İlk önce bilmeyenler için “Halka Açık Sayılan Şirket” ne demek onun altını çizerek başlayalım. Halen yürürlükte olan SPK’na göre 250 ortak ve üstü ortağa sahip olan şirketler başkaca hiçbir şeye gerek kalmadan “Halka Açık Sayılan Şirket” statüsünü kazanıyor.
Bu şirketler Sermaye Piyasalarının nimetlerinden yararlanmamalarına rağmen mevzuatsal olarak bir SPK şirketine dönüşüyor. Geçmişde işlem gören şirketlerle de aynı mevzuata tabi olduklarından çok zorluk çekiyorlardı. Ancak son 3-5 senede yapılan düzenlemeler ile nispeten işlem gören şirketlerden ayrıştılar biraz daha rahata erdiler.
Bu şekilde şirketlerin az olduğunu düşünüyor olabilirsiniz ancak çokta az değiller 70 li yıllarda başlayan gurbetçilerin yurda gönderdikleri paralarla şirket kurma furyası 2000 li yılların sona kadar aktif olarak devam etti. Bu tarihten sonra da başlayan işadamları toplandık şirket kurduk furyası ile hızına hız katarak arttı.

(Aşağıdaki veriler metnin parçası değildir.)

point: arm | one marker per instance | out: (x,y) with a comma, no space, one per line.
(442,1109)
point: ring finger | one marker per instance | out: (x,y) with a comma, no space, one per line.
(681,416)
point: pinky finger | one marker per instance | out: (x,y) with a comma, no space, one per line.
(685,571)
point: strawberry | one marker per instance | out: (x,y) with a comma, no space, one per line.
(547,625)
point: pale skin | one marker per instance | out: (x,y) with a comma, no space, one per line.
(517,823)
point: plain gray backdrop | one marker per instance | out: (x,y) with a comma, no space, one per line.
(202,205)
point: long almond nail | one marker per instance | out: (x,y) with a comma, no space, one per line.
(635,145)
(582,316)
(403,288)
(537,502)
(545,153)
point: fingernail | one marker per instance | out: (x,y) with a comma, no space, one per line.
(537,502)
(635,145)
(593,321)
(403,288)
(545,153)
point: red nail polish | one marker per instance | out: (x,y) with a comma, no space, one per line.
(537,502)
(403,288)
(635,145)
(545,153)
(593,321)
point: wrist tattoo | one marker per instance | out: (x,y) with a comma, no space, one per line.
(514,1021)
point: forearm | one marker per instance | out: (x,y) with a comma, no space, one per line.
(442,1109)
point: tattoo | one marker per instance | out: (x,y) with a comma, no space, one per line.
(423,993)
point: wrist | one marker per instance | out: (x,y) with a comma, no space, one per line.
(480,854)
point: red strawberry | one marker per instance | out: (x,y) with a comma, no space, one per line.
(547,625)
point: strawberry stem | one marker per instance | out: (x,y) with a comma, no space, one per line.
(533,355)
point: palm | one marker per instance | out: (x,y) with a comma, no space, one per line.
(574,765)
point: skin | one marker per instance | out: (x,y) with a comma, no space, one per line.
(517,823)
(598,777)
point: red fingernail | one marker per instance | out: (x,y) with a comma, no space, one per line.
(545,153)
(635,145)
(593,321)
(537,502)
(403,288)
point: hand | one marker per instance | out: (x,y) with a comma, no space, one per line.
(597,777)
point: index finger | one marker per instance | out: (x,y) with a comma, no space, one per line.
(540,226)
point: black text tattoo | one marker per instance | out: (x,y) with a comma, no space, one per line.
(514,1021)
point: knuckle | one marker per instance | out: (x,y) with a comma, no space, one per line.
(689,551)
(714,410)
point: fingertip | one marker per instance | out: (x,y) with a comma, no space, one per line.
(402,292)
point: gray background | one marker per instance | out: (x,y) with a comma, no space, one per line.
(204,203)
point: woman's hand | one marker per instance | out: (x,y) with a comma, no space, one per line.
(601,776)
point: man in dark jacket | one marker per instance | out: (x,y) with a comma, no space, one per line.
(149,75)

Bu şirketlerde genel seyir kurulurken çoktuk büyüdük az olduk şeklinde. Tamamı olmasa da bir çoğunda şirket büyüdükçe sermaye gücüne veya yönetim gücüne sahip ortaklar çeşitli enstrümanlar vasıtasıyla hâkim hisseleri veya en azından şirketin kontrolünü elinde tutacak hisseleri ele geçirerek büyük kitleleri azınlığa dönüştürmekteydiler.
Aslında bu şirketlerin bir SPK şirketine dönüştürülmesi tamamen bu azınlık durumuna düşen kişilerin haklarını korumak içindi. Ancak bu şirketlere SPK mevzuatı içerisinde özel uygulamalar yapılınca işlem gören şirketler ile aynı kefeye konmayınca bu hedef başarıya ulaşmadı.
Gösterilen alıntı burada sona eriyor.